Adding to concerns over the nuclear-armed country's stability is the state of
its economy. Even before the financial crisis that hit world credit markets in
mid-September, Pakistan's economy was suffering serious inflation that put food
and fuel prices beyond the reach of many Pakistanis, provoking street protests
and riots in some cities.
With rapidly depleting foreign reserves, the government headed by President
Asif Ali Zardari was forced just last weekend to agree to a two-year, $7.6
billion loan by the International Monetary Fund. Conditions for the loan are
likely to include reductions in government subsidies on basic commodities that
could, in turn, provoke greater unrest and an even greater boost for radical
forces.
As bad as the current situation looks, however, the CAP report noted a series
of favorable developments that could help redress the situation, beginning with
the fact that, unlike the Musharraf regime, the new government - the product of
democratic elections in February - is seen as legitimate by most Pakistanis and
thus has "a greater potential for representing and mobilizing Pakistan's
population toward fighting militancy and strengthening its governmental
institutions ..."
Similarly, the advent of a new US administration headed by Obama could reduce
some of the strains created by the administration of President George W Bush,
whose strong backing for Musharraf made him deeply unpopular in Pakistan,
according to polls taken over the past two years.
In addition, other countries appear more inclined to help Pakistan deal with
its economic problems, according to the report. The Friends of Pakistan Group,
which consists of the European Union, the United Nations, China, Saudi Arabia,
Japan, Canada, Turkey, Australia, the US and the United Arab Emirates - which
hosted the group's meeting in Abu Dhabi on Monday - appears poised to offer
additional assistance.
That willingness extends even to the US Congress, which is likely to take up a
bipartisan proposal introduced earlier this year by Biden and co-sponsored by
Obama to provide $7.5 billion in economic and development aid to Pakistan over
the next five years.
"This legislation lays the groundwork for a new strategy in which the United
States seeks a partnership with the people of Pakistan and not just a military
expected to cooperate with American security aims," the report argues.
In addition to providing much more non-military aid, the report calls for
Washington to recognize the limitations of its influence in Pakistan and move
toward a multilateral approach, a direction which the Bush administration has
already begun to take through the Friends Group and other initiatives.

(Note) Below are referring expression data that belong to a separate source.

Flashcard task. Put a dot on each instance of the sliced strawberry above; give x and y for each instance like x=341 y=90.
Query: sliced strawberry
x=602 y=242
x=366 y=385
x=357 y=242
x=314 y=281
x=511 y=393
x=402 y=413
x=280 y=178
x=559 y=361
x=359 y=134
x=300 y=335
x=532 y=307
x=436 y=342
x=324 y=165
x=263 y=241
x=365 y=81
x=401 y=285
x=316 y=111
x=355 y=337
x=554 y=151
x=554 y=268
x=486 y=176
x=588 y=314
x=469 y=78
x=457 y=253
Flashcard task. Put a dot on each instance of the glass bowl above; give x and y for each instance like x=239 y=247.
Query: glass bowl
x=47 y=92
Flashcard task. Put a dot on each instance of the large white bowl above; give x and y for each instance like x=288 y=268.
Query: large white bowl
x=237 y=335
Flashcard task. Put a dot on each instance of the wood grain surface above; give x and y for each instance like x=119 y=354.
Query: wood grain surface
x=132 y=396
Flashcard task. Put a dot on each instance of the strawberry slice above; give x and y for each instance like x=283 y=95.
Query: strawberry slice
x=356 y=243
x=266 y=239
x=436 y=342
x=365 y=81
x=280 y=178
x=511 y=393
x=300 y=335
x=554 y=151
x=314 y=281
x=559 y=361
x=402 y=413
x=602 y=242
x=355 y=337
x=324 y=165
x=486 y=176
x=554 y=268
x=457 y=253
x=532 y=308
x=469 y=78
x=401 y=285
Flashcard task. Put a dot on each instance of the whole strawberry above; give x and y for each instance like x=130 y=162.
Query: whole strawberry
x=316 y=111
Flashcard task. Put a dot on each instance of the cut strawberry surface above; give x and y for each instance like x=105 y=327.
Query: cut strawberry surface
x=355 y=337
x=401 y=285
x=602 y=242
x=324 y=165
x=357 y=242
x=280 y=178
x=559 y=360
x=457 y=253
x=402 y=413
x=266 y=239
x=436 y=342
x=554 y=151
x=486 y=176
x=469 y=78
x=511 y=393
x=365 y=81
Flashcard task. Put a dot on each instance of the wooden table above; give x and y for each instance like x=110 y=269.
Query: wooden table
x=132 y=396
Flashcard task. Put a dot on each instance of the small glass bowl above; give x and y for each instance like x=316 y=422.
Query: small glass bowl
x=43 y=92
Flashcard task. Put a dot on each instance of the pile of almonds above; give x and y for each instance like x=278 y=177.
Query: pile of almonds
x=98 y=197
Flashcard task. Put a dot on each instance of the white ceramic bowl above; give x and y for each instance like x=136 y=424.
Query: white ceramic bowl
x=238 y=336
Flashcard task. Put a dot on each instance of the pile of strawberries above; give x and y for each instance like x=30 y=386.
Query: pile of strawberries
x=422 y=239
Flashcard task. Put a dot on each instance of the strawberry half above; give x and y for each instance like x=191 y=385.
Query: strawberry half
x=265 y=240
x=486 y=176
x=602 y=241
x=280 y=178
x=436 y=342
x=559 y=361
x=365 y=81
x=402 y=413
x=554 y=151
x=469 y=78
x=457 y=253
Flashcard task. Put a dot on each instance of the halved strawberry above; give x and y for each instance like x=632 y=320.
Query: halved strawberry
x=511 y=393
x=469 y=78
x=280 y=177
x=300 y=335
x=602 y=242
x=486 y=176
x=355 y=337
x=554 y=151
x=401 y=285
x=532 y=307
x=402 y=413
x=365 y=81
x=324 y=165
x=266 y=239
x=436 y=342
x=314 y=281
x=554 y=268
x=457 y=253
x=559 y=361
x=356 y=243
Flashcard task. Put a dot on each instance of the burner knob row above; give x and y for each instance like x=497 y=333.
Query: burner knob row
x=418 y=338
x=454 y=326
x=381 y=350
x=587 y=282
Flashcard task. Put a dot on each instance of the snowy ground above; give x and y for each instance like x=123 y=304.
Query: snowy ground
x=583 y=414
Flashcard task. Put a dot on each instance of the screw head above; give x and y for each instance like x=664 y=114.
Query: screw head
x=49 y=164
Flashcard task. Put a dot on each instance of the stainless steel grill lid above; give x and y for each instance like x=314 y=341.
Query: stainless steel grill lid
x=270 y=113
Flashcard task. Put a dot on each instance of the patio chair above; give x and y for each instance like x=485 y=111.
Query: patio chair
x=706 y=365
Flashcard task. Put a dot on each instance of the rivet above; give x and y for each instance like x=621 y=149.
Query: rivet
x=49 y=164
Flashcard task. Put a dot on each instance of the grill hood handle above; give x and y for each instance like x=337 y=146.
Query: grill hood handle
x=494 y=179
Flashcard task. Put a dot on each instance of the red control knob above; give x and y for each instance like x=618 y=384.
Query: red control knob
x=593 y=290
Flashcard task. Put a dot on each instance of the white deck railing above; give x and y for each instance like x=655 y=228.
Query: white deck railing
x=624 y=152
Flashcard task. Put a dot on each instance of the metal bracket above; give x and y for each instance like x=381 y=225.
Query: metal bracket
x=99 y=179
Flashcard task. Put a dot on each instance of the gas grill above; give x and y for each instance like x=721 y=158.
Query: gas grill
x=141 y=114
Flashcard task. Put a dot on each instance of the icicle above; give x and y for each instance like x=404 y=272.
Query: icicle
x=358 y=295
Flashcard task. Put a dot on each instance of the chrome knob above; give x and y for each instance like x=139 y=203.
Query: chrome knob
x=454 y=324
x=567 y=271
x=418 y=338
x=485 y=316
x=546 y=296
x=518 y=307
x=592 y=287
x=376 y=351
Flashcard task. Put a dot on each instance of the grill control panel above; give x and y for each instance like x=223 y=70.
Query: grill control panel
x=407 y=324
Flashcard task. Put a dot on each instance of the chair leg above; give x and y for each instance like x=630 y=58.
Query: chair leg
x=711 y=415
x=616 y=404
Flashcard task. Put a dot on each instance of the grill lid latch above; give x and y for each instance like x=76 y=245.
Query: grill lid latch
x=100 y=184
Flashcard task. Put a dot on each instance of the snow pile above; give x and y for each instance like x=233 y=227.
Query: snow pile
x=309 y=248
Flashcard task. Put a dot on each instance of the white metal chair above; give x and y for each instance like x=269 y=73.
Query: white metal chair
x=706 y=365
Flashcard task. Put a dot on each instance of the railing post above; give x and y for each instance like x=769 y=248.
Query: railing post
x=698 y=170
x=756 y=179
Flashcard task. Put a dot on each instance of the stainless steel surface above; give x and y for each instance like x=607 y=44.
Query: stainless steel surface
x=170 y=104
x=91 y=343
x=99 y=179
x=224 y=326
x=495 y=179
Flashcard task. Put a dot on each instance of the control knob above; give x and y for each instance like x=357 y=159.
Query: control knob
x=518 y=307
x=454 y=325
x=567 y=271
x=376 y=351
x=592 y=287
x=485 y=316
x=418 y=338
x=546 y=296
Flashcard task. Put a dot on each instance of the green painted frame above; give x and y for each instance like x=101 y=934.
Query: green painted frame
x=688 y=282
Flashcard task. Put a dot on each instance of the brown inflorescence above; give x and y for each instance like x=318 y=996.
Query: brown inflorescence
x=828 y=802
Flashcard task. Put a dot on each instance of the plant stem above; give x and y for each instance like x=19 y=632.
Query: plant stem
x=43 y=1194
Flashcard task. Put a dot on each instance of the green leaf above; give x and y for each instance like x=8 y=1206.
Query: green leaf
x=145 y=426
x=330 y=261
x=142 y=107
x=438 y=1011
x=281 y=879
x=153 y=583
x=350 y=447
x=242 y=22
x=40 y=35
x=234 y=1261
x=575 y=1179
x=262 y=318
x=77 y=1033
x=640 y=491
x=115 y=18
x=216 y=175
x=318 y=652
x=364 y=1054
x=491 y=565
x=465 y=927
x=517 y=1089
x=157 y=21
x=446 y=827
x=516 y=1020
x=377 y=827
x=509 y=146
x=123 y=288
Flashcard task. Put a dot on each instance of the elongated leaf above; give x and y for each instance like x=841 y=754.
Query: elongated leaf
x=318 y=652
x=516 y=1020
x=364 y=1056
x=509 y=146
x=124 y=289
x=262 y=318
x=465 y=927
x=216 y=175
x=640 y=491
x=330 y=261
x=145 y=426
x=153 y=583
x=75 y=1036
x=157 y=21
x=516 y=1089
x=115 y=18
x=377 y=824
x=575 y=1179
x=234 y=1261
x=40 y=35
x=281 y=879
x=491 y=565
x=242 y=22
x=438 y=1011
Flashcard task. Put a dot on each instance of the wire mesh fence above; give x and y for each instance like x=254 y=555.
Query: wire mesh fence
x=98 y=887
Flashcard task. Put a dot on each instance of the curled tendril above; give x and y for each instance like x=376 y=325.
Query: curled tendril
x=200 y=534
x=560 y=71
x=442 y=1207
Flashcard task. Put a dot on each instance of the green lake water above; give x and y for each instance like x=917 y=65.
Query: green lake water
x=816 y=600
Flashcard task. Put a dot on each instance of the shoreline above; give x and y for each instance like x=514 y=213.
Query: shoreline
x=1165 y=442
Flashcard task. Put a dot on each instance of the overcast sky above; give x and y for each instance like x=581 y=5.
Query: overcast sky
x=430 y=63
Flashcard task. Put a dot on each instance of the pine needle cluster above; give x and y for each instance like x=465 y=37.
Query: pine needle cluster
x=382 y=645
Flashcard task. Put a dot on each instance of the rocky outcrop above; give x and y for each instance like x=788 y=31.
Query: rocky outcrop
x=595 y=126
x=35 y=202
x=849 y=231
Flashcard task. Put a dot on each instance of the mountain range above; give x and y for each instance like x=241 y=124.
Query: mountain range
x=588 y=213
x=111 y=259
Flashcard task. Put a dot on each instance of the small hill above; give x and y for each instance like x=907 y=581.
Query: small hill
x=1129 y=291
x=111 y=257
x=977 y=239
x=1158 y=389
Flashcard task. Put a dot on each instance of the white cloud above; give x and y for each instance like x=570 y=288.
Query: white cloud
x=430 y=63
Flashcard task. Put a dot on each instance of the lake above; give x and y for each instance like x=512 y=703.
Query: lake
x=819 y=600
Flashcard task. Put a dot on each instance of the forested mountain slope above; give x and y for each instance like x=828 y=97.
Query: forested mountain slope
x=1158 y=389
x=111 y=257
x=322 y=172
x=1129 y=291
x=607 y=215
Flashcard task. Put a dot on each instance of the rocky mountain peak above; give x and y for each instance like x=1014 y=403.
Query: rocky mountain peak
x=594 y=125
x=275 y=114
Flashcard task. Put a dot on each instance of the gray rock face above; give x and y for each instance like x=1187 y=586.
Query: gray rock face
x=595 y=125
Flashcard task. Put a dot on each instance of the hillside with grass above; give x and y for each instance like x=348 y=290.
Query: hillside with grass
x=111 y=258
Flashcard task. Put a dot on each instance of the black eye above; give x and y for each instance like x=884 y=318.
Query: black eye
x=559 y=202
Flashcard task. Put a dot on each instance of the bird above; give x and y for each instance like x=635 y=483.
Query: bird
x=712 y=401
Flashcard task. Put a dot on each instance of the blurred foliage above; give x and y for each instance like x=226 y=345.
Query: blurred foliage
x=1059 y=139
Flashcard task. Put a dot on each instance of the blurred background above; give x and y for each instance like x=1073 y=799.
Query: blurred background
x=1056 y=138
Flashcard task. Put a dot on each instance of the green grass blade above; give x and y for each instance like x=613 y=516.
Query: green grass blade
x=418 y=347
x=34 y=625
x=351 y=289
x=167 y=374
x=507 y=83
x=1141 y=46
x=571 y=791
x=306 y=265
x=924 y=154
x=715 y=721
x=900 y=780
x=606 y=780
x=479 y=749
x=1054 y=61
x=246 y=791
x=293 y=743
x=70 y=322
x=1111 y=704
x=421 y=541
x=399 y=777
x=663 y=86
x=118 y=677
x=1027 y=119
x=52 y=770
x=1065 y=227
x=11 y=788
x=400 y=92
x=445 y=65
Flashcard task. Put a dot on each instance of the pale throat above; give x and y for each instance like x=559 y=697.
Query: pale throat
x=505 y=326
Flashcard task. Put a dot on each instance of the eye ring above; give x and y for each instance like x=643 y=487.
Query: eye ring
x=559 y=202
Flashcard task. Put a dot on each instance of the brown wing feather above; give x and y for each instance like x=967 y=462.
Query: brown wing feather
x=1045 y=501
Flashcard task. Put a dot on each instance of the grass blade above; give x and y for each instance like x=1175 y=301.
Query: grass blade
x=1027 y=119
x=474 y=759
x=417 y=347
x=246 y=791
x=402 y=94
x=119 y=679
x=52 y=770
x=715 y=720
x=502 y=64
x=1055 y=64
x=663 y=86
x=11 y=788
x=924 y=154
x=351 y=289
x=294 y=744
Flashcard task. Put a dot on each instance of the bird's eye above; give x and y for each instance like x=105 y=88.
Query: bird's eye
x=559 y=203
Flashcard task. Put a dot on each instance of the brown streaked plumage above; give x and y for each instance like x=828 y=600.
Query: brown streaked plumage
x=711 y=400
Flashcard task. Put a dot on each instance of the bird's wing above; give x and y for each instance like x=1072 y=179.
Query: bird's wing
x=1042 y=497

"At this point in time, Pakistan's perceptions of the United States are so
dismal that efforts to pursue change in Pakistan with the United States in the
lead may automatically discredit the effort," according to the report.
Military aid should also continue but be channeled through civilian
institutions, according to the report, which stressed that Washington should be
as transparent as possible about the aid it provides.
Washington will also have to strike a balance between short-term measures such
as its increasingly frequent air strikes against al-Qaeda and Taliban targets
on Pakistani soil and its long-term goal of enhancing the credibility and
effectiveness of Pakistan's civilian leadership and institutions.
The Washington Post reported on Sunday that the US and Islamabad reached a
"tacit agreement in September on a don't-ask-don't-tell policy that allows
unmanned Predator aircraft to attack suspected terrorist targets" in the border
area. Under that understanding, the US government would not comment on such
attacks, while Islamabad would be expected to complain about them. The
agreement followed a cross-border attack by US special forces that drew
especially harsh criticism from the Pakistani government and army.